Earlier this week, Casio disclosed the assault on its web site however withheld particulars concerning the incident, saying it had engaged exterior IT specialists to research whether or not private knowledge or different confidential data was stolen within the assault.
In the present day, the Underground ransomware group has added Casio on its darkish internet extortion portal, leaking troves of information allegedly stolen from the Japanese agency.
The leaked knowledge contains:
- Confidential paperwork (社外秘)
- Authorized paperwork
- Private knowledge of staff
- Confidential NDA’s
- Worker payroll data
- Patents data
- Firm monetary paperwork
- Undertaking data
- Incident reviews
If the above is true, the assault has compromised Casio’s workforce and mental property, which may negatively influence its enterprise.
Supply: BleepingComputer
BleepingComputer has contacted Casio once more requesting a touch upon the menace actors’ claims and knowledge leak, however we’ve not acquired a response by publication. Due to this fact, the menace actor’s claims stay unverified.

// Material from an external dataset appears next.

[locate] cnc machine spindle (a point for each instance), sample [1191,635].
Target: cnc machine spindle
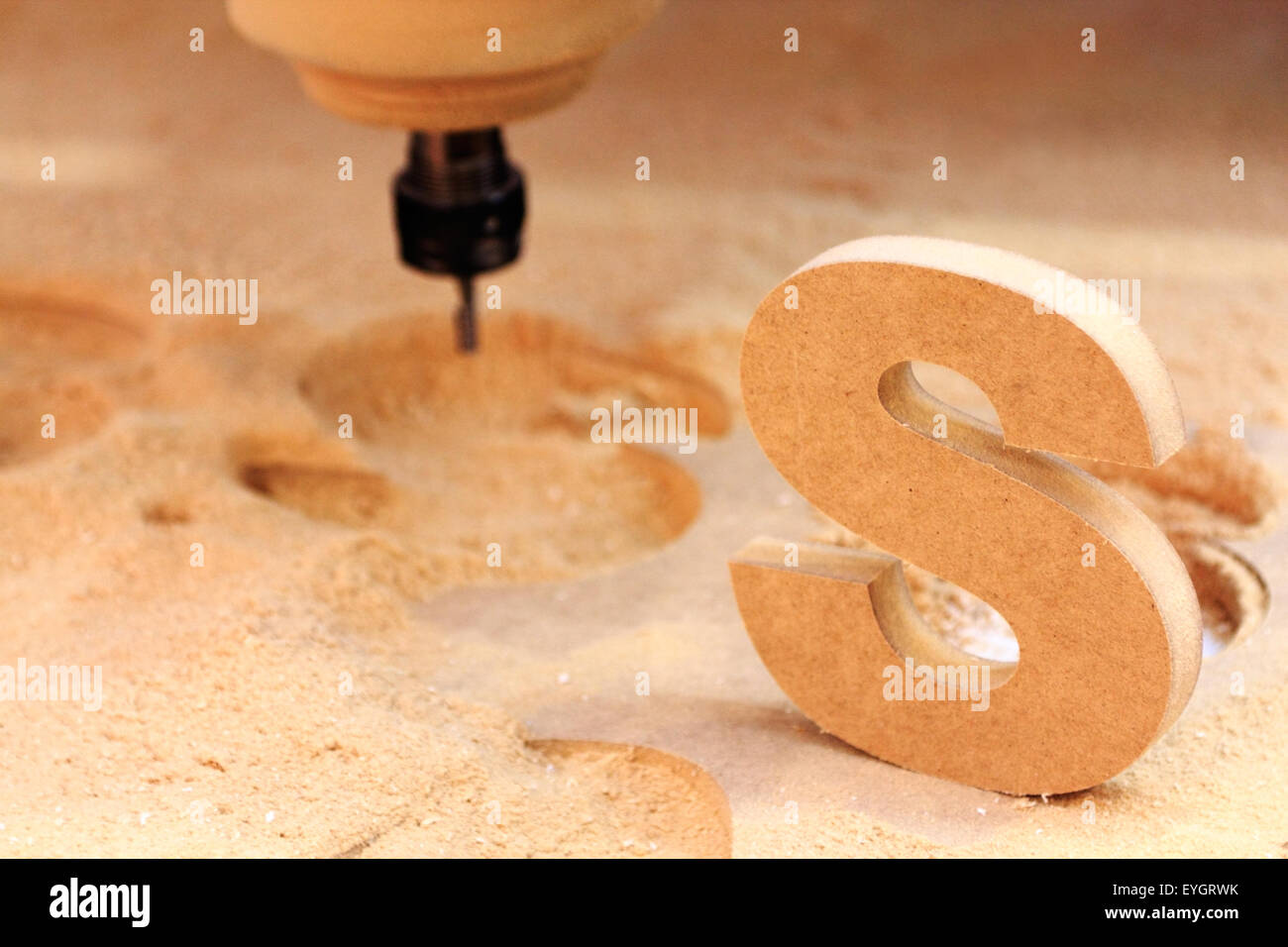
[459,206]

Underground ransomware overview
In keeping with a Fortinet report from late August 2024, Underground is a comparatively small-scale ransomware operation concentrating on Home windows techniques since July 2023.

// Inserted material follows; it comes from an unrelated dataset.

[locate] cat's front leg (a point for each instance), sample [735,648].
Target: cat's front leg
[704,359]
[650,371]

The pressure has been related to the Russian cybercrime group ‘RomCom’ (Storm-0978), who beforehand delivered Cuba ransomware on breached techniques.
Fortinet reviews that through the summer season, Underground ransomware operators engaged in exploiting CVE-2023-36884, a distant code execution flaw in Microsoft Workplace, seemingly used as an an infection vector.
As soon as a system is breached, the attackers modify the registry to maintain Distant Desktop classes alive for 14 days after person disconnection, giving them a cushty window to keep up entry to the system.
Underground doesn’t append any file extensions to encrypted information, and it is configured to skip file sorts important for Home windows operation to keep away from rendering the system unusable.
Furthermore, it stops the MS SQL Server service to unencumber knowledge for theft and encryption, maximizing the assault’s influence.
As is the case with most Home windows ransomware, Underground deletes shadow copies to make simple knowledge restoration inconceivable.
Supply: Fortinet
An uncommon trait in Underground’s extortion ways is that it additionally leaks the stolen knowledge on Mega, selling hyperlinks to archives hosted there through its Telegram channel, maximizing the publicity and availability of the information.
Underground ransomware’s extortion portal presently lists 17 victims, most of whom are based mostly within the USA.
Whether or not or not the Casio assault would be the menace group’s breakthrough into the mainstream, adopted by a better assault quantity/tempo, stays to be seen.